What is the common monobactem that is used against gram-neg rods?
Aztreonam
Which beta-lactam does not have cross-reaction with penicillin?
Aztreonam
What are the 4 carbapenems commonly used against gram-neg rods?
DIME
Doripenem, Imipenem, Meropenem, Ertapenem
Which carbapenem does not cover Pseudomonas?
Ertapenem
Pt has PCN allergy (rash only), can Ceph’s be used
yes
Staph and Strep commonly cause which diseases (organs)?
Bone/heart/skin/joint infections
What are the IV meds used against Staph aureus and Strep pyogenes?
IV Oxacillin, IV Nafcillin, IV Cefazolin (1st gen Ceph)
What are the Oral meds used against S. aureus and Strep pyogenes?
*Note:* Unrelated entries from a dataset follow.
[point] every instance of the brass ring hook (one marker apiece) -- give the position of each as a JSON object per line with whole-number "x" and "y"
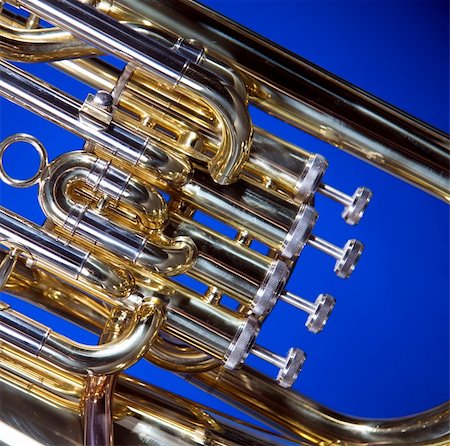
{"x": 40, "y": 149}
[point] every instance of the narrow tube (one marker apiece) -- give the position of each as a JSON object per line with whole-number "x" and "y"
{"x": 307, "y": 96}
{"x": 112, "y": 357}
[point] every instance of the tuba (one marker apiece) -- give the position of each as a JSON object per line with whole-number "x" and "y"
{"x": 177, "y": 234}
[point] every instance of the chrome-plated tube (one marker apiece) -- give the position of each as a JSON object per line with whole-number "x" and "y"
{"x": 23, "y": 89}
{"x": 30, "y": 416}
{"x": 109, "y": 35}
{"x": 292, "y": 413}
{"x": 60, "y": 257}
{"x": 112, "y": 357}
{"x": 164, "y": 256}
{"x": 273, "y": 165}
{"x": 214, "y": 330}
{"x": 301, "y": 93}
{"x": 40, "y": 45}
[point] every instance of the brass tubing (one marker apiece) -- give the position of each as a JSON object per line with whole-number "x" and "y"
{"x": 292, "y": 413}
{"x": 244, "y": 274}
{"x": 40, "y": 45}
{"x": 67, "y": 260}
{"x": 114, "y": 356}
{"x": 280, "y": 225}
{"x": 273, "y": 164}
{"x": 305, "y": 95}
{"x": 214, "y": 330}
{"x": 97, "y": 398}
{"x": 27, "y": 91}
{"x": 296, "y": 415}
{"x": 111, "y": 36}
{"x": 142, "y": 413}
{"x": 164, "y": 256}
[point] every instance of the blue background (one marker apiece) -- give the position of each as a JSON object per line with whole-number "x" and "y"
{"x": 385, "y": 350}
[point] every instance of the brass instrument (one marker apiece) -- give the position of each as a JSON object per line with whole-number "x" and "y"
{"x": 131, "y": 248}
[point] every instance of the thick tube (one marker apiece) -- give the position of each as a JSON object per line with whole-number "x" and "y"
{"x": 112, "y": 357}
{"x": 303, "y": 94}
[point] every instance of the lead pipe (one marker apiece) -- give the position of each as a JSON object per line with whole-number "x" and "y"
{"x": 67, "y": 260}
{"x": 292, "y": 413}
{"x": 29, "y": 92}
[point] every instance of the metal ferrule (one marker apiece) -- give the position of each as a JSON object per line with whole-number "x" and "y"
{"x": 212, "y": 329}
{"x": 284, "y": 168}
{"x": 112, "y": 357}
{"x": 54, "y": 44}
{"x": 169, "y": 257}
{"x": 307, "y": 96}
{"x": 60, "y": 257}
{"x": 236, "y": 270}
{"x": 283, "y": 227}
{"x": 109, "y": 35}
{"x": 142, "y": 414}
{"x": 64, "y": 110}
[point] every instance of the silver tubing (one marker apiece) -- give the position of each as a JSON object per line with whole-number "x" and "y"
{"x": 107, "y": 358}
{"x": 161, "y": 255}
{"x": 63, "y": 110}
{"x": 111, "y": 36}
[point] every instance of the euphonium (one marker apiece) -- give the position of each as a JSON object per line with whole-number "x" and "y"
{"x": 172, "y": 231}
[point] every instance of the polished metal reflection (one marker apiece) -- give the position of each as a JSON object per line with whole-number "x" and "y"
{"x": 168, "y": 137}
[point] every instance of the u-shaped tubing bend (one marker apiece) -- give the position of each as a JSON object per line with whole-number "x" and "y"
{"x": 111, "y": 36}
{"x": 82, "y": 359}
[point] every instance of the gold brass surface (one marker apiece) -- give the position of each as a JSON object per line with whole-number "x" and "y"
{"x": 166, "y": 137}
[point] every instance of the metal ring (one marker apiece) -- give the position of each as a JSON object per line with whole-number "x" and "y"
{"x": 40, "y": 149}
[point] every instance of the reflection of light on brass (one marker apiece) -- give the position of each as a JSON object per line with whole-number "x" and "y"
{"x": 168, "y": 138}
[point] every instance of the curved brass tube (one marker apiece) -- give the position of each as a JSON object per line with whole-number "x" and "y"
{"x": 307, "y": 96}
{"x": 179, "y": 358}
{"x": 97, "y": 29}
{"x": 68, "y": 261}
{"x": 107, "y": 358}
{"x": 292, "y": 413}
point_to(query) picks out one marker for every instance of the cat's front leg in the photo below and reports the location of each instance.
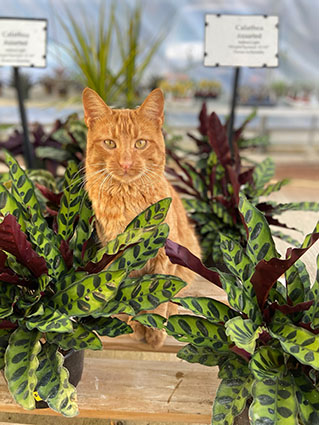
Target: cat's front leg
(156, 337)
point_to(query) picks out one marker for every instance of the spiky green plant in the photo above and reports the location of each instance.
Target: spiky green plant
(58, 290)
(96, 47)
(266, 340)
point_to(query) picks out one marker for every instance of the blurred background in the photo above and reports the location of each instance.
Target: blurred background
(160, 43)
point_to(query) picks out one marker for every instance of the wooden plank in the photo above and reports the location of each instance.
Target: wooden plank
(166, 391)
(127, 343)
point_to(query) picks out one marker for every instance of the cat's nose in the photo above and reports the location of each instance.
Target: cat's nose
(126, 165)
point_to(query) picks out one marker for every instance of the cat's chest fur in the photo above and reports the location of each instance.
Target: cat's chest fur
(118, 207)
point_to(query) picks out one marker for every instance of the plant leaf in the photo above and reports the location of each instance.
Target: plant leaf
(50, 321)
(234, 367)
(70, 201)
(4, 341)
(312, 315)
(294, 285)
(8, 204)
(135, 257)
(237, 262)
(81, 339)
(243, 332)
(307, 396)
(82, 232)
(260, 245)
(47, 250)
(211, 309)
(297, 341)
(267, 363)
(21, 363)
(274, 401)
(231, 399)
(197, 331)
(238, 298)
(268, 272)
(24, 192)
(271, 188)
(87, 295)
(151, 320)
(8, 296)
(144, 293)
(53, 382)
(14, 240)
(178, 254)
(107, 326)
(153, 215)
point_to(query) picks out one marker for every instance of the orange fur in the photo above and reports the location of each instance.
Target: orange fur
(125, 180)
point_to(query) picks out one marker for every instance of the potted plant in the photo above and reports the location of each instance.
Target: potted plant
(266, 340)
(211, 186)
(59, 291)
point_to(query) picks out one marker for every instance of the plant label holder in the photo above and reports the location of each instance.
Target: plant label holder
(23, 43)
(240, 41)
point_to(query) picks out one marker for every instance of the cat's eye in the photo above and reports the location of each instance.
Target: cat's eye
(141, 144)
(110, 144)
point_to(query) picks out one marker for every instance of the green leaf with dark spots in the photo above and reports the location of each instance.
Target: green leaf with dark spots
(8, 297)
(48, 250)
(231, 398)
(9, 205)
(235, 258)
(243, 332)
(23, 191)
(81, 339)
(129, 261)
(151, 320)
(53, 382)
(294, 285)
(82, 231)
(238, 298)
(144, 293)
(234, 367)
(50, 321)
(70, 201)
(4, 341)
(211, 309)
(152, 216)
(21, 363)
(88, 295)
(312, 314)
(297, 341)
(260, 245)
(274, 400)
(267, 363)
(108, 326)
(307, 396)
(198, 331)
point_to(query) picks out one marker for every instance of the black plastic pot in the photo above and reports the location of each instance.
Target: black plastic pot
(73, 362)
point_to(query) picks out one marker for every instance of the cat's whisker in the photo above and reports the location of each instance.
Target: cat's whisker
(92, 178)
(109, 175)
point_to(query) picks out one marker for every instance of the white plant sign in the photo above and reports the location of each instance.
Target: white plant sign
(241, 40)
(23, 42)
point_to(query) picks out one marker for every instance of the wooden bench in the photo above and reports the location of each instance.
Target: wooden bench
(129, 381)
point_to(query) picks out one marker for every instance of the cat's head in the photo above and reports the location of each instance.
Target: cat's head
(124, 145)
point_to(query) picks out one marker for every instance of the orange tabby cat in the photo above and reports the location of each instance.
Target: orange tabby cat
(125, 162)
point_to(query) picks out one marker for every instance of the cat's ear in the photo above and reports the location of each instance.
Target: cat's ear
(153, 106)
(94, 106)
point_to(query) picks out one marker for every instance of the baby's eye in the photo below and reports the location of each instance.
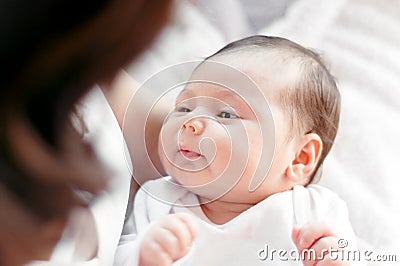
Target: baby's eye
(227, 115)
(183, 109)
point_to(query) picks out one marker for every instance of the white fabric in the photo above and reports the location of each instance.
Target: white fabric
(239, 241)
(360, 39)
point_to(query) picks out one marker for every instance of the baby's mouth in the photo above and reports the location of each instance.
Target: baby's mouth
(191, 155)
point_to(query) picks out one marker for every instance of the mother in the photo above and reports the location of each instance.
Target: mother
(53, 52)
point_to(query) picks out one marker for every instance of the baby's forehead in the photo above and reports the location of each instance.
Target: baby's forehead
(208, 89)
(271, 71)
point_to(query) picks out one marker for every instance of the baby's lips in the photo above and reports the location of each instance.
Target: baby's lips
(190, 154)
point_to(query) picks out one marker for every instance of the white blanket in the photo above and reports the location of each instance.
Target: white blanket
(253, 238)
(361, 41)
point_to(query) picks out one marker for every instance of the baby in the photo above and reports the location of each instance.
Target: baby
(247, 137)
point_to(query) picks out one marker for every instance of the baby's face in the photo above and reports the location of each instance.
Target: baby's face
(213, 140)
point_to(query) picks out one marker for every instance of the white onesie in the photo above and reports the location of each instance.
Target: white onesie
(259, 236)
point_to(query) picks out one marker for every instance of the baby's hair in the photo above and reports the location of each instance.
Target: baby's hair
(313, 100)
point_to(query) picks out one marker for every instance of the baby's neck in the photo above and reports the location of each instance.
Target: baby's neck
(221, 212)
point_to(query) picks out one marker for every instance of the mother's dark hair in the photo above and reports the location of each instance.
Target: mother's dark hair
(52, 53)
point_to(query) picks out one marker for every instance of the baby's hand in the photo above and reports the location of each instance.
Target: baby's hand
(167, 240)
(320, 238)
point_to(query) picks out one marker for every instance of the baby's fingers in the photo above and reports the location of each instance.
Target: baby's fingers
(182, 232)
(309, 234)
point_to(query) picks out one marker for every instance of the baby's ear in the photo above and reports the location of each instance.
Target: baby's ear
(306, 159)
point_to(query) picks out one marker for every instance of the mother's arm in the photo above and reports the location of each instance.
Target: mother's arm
(119, 92)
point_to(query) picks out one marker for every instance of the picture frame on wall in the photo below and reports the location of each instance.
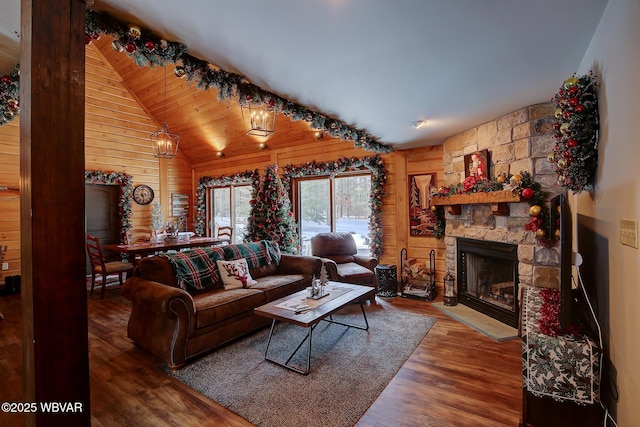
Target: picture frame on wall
(422, 221)
(477, 165)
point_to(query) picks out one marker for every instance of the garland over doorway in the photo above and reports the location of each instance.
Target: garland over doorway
(125, 181)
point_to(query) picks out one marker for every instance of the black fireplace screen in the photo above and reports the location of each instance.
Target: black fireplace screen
(488, 278)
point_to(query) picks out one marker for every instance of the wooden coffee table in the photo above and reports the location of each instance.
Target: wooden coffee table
(284, 310)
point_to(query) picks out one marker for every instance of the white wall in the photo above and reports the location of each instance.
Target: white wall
(614, 54)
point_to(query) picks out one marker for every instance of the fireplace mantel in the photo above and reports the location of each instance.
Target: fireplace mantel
(497, 199)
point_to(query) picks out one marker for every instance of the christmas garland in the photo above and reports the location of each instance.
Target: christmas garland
(146, 49)
(208, 182)
(10, 96)
(524, 185)
(379, 172)
(125, 181)
(575, 154)
(549, 321)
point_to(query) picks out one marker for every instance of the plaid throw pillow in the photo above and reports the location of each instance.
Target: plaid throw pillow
(196, 268)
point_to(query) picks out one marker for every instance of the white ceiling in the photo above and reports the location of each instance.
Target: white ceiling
(377, 65)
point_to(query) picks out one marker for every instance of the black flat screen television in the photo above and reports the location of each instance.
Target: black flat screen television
(561, 229)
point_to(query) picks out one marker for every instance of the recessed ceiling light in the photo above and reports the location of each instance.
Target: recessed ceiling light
(419, 123)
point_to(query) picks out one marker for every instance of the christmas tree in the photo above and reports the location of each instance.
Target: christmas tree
(271, 217)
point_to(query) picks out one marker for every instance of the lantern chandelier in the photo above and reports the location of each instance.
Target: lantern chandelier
(259, 120)
(165, 143)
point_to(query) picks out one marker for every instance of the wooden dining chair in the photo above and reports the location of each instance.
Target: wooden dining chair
(225, 232)
(101, 266)
(3, 250)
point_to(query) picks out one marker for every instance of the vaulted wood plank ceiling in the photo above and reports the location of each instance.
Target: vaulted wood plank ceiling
(206, 125)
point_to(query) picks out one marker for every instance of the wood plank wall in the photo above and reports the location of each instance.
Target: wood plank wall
(395, 220)
(117, 139)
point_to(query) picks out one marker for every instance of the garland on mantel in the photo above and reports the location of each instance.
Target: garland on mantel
(379, 172)
(522, 184)
(125, 181)
(146, 49)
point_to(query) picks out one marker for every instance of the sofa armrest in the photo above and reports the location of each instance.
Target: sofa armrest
(156, 296)
(162, 319)
(366, 261)
(300, 264)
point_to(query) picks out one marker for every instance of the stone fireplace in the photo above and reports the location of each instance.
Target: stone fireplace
(488, 278)
(517, 142)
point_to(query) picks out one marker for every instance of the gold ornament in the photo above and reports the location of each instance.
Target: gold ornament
(179, 71)
(571, 82)
(117, 46)
(134, 32)
(535, 210)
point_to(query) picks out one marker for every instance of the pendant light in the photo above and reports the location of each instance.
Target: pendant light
(165, 143)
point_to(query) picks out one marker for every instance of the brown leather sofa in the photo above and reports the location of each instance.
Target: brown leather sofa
(340, 256)
(177, 325)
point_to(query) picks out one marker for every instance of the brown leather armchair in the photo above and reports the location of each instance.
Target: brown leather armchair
(341, 260)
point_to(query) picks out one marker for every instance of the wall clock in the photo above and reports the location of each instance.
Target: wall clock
(143, 194)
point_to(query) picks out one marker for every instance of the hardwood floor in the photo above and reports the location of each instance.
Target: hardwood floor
(455, 377)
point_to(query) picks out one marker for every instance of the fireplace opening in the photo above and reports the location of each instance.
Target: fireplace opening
(488, 278)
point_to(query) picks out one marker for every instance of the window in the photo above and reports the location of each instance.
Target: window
(339, 203)
(230, 206)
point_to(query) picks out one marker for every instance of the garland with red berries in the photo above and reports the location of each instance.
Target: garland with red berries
(523, 184)
(147, 49)
(575, 154)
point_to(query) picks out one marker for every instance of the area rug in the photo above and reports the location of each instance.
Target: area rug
(478, 321)
(349, 369)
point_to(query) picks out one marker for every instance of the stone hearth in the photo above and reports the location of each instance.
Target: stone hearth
(517, 142)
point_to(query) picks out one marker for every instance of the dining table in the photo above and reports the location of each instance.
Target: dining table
(144, 249)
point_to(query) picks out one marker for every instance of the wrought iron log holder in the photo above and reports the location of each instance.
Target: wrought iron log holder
(418, 283)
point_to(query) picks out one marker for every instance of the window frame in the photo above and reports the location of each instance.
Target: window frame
(210, 207)
(296, 197)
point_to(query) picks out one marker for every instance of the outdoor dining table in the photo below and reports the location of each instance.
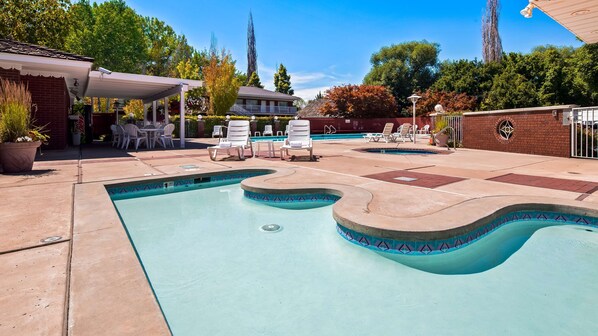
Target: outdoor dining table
(152, 135)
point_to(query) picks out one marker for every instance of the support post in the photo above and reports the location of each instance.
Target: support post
(182, 119)
(154, 109)
(166, 116)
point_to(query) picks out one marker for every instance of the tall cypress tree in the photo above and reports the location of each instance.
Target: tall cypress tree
(491, 43)
(282, 81)
(251, 51)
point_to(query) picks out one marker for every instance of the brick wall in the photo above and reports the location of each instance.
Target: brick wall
(362, 125)
(10, 74)
(51, 97)
(535, 131)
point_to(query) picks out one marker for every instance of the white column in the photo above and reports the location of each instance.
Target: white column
(182, 108)
(166, 117)
(154, 109)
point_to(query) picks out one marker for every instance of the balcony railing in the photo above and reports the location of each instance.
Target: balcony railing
(263, 110)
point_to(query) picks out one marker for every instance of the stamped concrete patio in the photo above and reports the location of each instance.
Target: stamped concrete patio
(88, 280)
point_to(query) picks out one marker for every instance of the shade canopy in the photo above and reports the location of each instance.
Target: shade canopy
(578, 16)
(132, 86)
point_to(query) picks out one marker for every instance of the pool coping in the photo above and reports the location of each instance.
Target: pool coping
(122, 297)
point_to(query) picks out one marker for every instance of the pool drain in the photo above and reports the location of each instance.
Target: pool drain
(271, 228)
(51, 239)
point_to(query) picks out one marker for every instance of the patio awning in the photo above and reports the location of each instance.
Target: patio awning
(579, 16)
(132, 86)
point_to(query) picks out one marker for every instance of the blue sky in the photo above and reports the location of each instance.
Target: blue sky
(327, 43)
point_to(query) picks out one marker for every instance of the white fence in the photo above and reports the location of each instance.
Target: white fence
(584, 132)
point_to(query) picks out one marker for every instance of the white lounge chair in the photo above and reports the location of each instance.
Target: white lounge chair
(217, 131)
(299, 138)
(166, 137)
(386, 134)
(268, 130)
(402, 133)
(135, 135)
(237, 137)
(424, 130)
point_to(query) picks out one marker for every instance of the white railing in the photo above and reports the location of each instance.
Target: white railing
(263, 110)
(584, 132)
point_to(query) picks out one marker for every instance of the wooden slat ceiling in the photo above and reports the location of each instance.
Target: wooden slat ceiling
(578, 16)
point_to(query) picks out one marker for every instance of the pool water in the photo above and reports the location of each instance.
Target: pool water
(215, 272)
(314, 137)
(399, 151)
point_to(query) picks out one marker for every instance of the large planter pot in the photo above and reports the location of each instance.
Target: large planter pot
(17, 157)
(441, 139)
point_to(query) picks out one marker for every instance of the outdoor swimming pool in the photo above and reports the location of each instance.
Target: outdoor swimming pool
(314, 137)
(216, 272)
(400, 151)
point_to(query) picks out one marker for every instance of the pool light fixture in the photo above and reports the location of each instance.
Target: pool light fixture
(527, 11)
(413, 98)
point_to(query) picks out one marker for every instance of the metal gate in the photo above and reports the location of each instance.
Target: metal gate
(584, 132)
(456, 122)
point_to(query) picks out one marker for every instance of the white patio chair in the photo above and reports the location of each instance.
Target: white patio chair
(386, 134)
(237, 137)
(166, 137)
(217, 132)
(402, 133)
(116, 136)
(299, 139)
(268, 130)
(424, 130)
(135, 135)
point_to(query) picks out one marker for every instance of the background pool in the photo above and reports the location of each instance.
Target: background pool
(215, 273)
(315, 137)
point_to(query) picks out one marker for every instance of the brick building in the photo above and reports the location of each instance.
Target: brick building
(54, 79)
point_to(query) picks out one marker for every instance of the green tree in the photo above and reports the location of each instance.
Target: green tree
(221, 84)
(162, 44)
(116, 40)
(254, 80)
(43, 22)
(404, 68)
(282, 81)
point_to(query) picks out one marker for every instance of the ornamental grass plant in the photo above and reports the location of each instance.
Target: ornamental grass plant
(16, 123)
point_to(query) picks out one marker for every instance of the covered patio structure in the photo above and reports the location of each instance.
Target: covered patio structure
(150, 89)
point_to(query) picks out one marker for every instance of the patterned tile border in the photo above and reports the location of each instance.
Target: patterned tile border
(137, 188)
(448, 245)
(290, 198)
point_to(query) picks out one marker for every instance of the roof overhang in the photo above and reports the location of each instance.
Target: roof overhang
(75, 73)
(579, 16)
(132, 86)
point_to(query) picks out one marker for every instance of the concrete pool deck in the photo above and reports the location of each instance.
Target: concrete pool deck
(89, 282)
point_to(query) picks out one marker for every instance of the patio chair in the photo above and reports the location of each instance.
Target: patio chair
(386, 134)
(217, 131)
(117, 136)
(237, 137)
(424, 130)
(268, 130)
(133, 133)
(166, 137)
(402, 133)
(299, 139)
PO Dicloxacillin, PO Cephalexin
Oxacillin route of administration?
IV
Dicloxacillin route of administration?
PO
Nafcillin route of administration?
IV
Cefazolin route of administration?
IV
Cephalexin route of administration?
PO
What are the common gram-neg rods?
E.coli, Enterobacter, Pseudomonas, Citrobacter, Klebsiella, Proteus, Serratia, Morganella
Gram-neg rods often cause what diseases (organs)?